Let $\mathcal{M}$ be a $W^*$-algebra, i.e. a $C^*$-algebra with a Banach space predual $\mathcal{M}_*$. I'm trying to show that the adjoint map $x \mapsto x^*$ on $\mathcal{M}$ is weak-* (aka $\sigma$-weakly) continuous.
Chapter 1.7 of Sakai's $C^*$-Algebra and $W^*$-Algebras starts by proving that the real-linear subspace $\mathcal{M}^s$ of self-adjoint elements is weak-* closed. Later (in 1.7.2 as well as 1.7.8) he asserts that this, plus the fact that $\mathcal{M}^s \cap i \mathcal{M}^s = \{0\}$ and $\mathcal{M}^s + i \mathcal{M}^s = \mathcal{M}$, imply that the adjoint map is weak-* continuous. I'm afraid I don't quite follow.
- We know that $\mathcal{M}$ is the algebraic direct sum of the weak-* closed, real-linear subspaces $\mathcal{M}^s$ and $i \mathcal{M}^s$. However, not every algebraic complement is a topological complement. I don't know of many sufficient conditions for algebraic complements to automatically be topological. One is that the space in question be Fréchet, but if $\mathcal{M}_*$ is infinite-dimensional then $\mathcal{M}$ cannot be weak-* Fréchet.

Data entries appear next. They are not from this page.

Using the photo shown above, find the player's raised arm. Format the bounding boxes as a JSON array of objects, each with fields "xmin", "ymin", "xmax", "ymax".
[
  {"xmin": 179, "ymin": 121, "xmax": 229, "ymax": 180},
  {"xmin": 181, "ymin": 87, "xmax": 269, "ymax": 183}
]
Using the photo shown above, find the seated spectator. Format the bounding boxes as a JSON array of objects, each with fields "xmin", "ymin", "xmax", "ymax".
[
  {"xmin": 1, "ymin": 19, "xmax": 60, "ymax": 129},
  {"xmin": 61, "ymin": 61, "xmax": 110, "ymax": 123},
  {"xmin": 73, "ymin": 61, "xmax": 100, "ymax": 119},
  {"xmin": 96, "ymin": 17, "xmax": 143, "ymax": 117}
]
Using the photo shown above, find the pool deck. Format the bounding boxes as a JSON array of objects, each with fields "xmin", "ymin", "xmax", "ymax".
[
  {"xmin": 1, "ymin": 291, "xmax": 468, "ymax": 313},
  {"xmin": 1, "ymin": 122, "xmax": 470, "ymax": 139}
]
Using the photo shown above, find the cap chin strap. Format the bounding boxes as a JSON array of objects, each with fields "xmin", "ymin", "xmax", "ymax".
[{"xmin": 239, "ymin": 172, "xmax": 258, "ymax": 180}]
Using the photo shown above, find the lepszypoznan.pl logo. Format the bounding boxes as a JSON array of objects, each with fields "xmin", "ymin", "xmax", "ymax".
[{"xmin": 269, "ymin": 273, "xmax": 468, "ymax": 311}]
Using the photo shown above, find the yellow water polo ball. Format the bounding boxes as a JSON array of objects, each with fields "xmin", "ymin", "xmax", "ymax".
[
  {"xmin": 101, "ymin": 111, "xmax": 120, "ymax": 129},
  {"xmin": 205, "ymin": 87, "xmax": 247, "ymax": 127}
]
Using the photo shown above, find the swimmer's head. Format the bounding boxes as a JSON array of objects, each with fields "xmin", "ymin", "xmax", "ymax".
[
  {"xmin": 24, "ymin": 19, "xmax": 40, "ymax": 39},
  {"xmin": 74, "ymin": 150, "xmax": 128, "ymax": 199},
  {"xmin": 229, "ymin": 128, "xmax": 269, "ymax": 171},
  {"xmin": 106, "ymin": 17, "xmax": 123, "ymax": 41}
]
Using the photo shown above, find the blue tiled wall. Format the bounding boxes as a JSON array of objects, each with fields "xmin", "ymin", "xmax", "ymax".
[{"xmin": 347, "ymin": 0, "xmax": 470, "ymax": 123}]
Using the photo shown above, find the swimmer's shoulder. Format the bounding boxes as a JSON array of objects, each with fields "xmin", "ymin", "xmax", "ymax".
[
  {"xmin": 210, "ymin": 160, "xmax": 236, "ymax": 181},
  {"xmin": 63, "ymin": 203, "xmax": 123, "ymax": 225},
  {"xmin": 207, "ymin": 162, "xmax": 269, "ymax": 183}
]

- The restriction of the adjoint map to the unit ball of $\mathcal{M}$ is continuous: If $x_\nu + i y_\nu \to x+iy$ is a convergent net in the unit ball with $x,y,x_\nu, y_\nu$ self-adjoint, then $x_\nu, y_\nu, x, y$ are also in the unit ball; given any subnet, there exists (by Alaoglu) a sub-subnet for which $x_\nu$ converges weak-* to some $\tilde{x}$ in the unit ball, and a sub-sub-subnet for which $y_\nu$ also converges weak-* to some $\tilde{y}$ in the unit ball. (I'm using the same notation for all subnets instead of writing things like $x_{\nu_{\mu_{\eta_\zeta}}}$.) Because $\mathcal{M}^s$ is weak-* closed, it follows that $\tilde{x}$ and $\tilde{y}$ are self-adjoint, and since the sub-sub-subnet $x_\nu + i y_\nu$ converges to both $x+iy$ and $\tilde{x} + i\tilde{y}$, it follows that $\tilde{x} = x$ and $\tilde{y} = y$. Then (for this same sub-sub-subnet) one has $x_\nu - i y_\nu \to x-iy$. Since every subnet of $x_\nu - i y_\nu$ has a further subnet converging to $x-iy$, we have $x_\nu - i y_\nu \to x-iy$.

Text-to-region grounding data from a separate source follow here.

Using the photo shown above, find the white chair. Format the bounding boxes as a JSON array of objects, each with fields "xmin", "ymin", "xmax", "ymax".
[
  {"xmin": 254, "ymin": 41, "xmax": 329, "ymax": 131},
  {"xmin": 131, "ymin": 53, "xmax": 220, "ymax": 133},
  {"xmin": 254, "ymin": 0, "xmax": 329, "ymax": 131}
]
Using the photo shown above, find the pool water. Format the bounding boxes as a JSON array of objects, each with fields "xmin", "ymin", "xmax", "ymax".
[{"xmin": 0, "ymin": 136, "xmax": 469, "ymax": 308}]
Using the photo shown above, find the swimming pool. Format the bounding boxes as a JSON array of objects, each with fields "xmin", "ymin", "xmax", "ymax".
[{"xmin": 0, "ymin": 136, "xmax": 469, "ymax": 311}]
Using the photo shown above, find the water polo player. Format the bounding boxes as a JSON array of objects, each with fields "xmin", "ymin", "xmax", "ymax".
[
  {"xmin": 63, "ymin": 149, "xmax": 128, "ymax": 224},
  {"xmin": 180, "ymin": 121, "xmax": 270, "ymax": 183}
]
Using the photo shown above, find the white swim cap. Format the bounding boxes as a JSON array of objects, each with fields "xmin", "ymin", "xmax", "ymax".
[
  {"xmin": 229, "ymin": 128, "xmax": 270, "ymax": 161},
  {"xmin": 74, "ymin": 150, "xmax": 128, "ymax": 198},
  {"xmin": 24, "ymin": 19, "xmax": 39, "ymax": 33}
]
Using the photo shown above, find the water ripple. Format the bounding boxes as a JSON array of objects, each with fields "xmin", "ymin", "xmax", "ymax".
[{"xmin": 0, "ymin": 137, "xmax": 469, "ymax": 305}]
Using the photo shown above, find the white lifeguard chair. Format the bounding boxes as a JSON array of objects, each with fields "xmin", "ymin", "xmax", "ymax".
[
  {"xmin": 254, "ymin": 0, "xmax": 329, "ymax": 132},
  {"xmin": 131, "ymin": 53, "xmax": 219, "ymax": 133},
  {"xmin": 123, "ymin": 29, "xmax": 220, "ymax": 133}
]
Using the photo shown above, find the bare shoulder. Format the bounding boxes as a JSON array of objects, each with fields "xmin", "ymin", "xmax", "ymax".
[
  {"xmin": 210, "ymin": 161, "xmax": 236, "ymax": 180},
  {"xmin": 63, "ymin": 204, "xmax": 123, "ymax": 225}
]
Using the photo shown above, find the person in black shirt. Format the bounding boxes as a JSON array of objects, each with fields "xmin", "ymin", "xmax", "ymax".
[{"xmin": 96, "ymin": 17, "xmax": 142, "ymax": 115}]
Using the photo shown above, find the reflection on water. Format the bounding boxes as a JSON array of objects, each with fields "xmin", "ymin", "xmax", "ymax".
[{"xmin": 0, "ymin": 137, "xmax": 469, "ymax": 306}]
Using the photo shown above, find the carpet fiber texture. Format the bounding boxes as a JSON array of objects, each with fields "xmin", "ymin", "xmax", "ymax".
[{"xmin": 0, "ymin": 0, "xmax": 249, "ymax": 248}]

- Not sure how to finish given the above remarks on the unit ball. Given a weak-* convergent net $m_\nu \to 0$, the above would immediately imply $m_\nu^* \to 0$ weak-* as well if we made the additional assumption that the net $m_\nu$ is eventually bounded...but not all weak-* convergent nets are. Or, for any weak-* closed convex set $F \subset \mathcal{M}$, let $F_r$ denote the intersection of $F$ with the ball of radius $r$, and we then get that $F_r^*$ is weak-* closed; by Krein-Smulyan, it follows that $F^*$ is weak-* closed. However, most closed sets aren't convex.

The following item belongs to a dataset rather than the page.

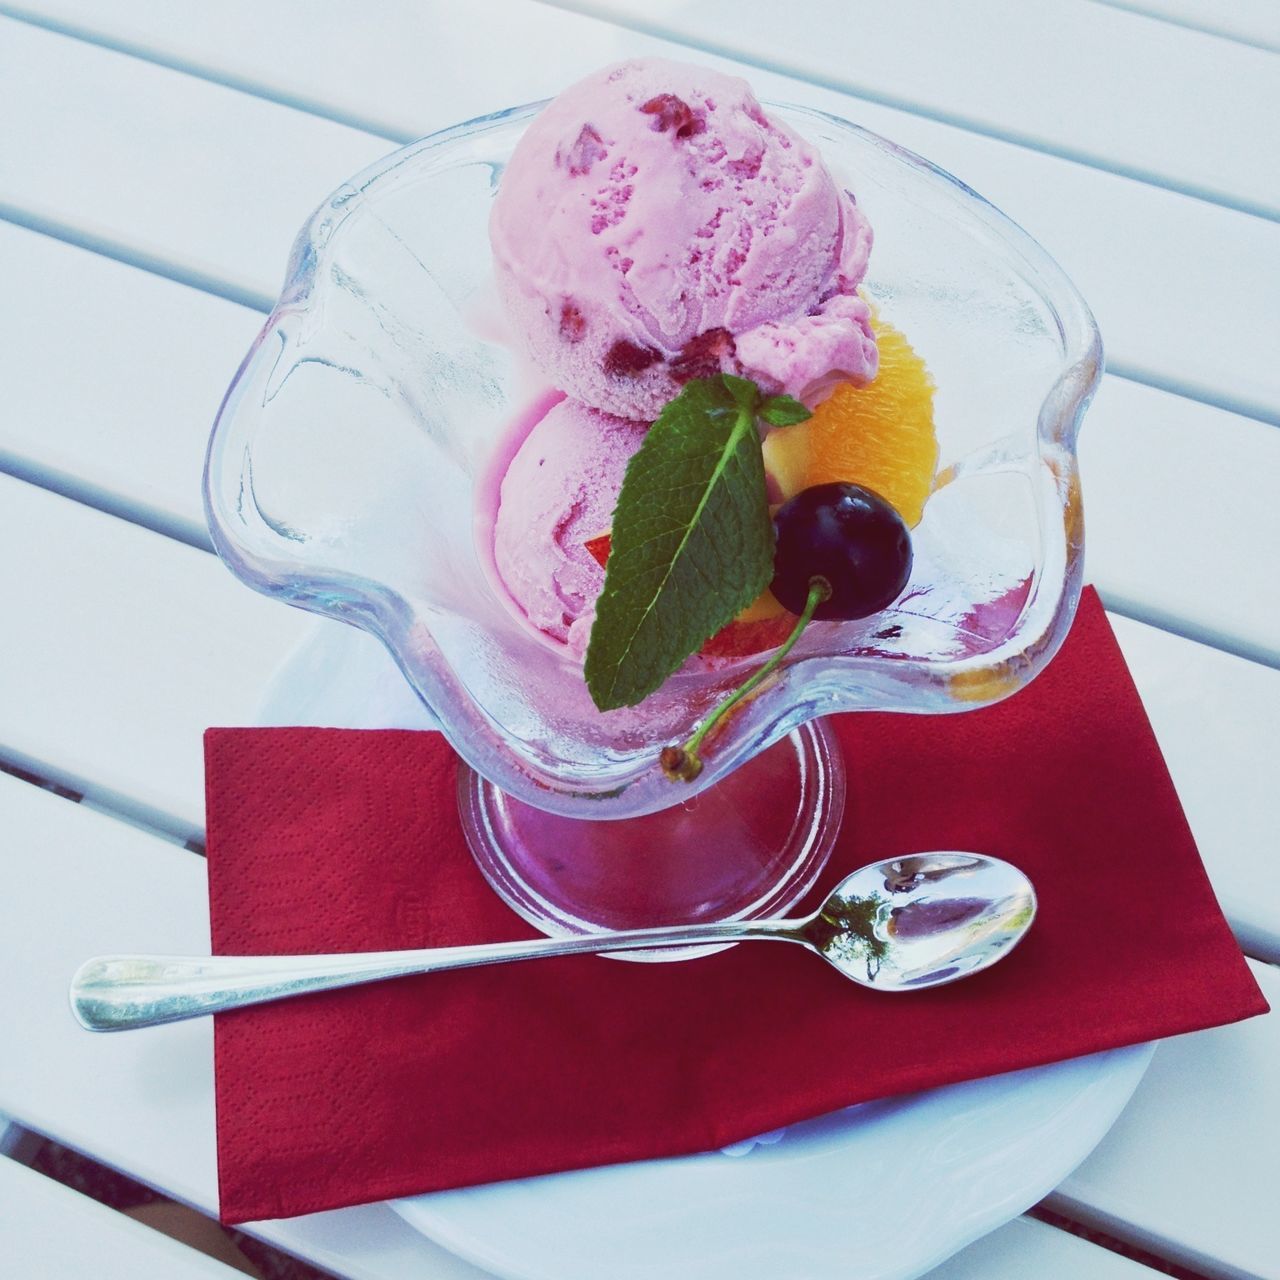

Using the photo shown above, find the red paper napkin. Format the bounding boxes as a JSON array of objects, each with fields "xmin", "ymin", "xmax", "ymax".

Of course, one approach would be to (without using continuity of the adjoint) develop the theory of $W^*$-algebras far enough to get a representation theorem, then use the ultraweak continuity of the adjoint map on $B(H)$. I'd really rather have something more direct, though! I have a feeling I'm overlooking something obvious.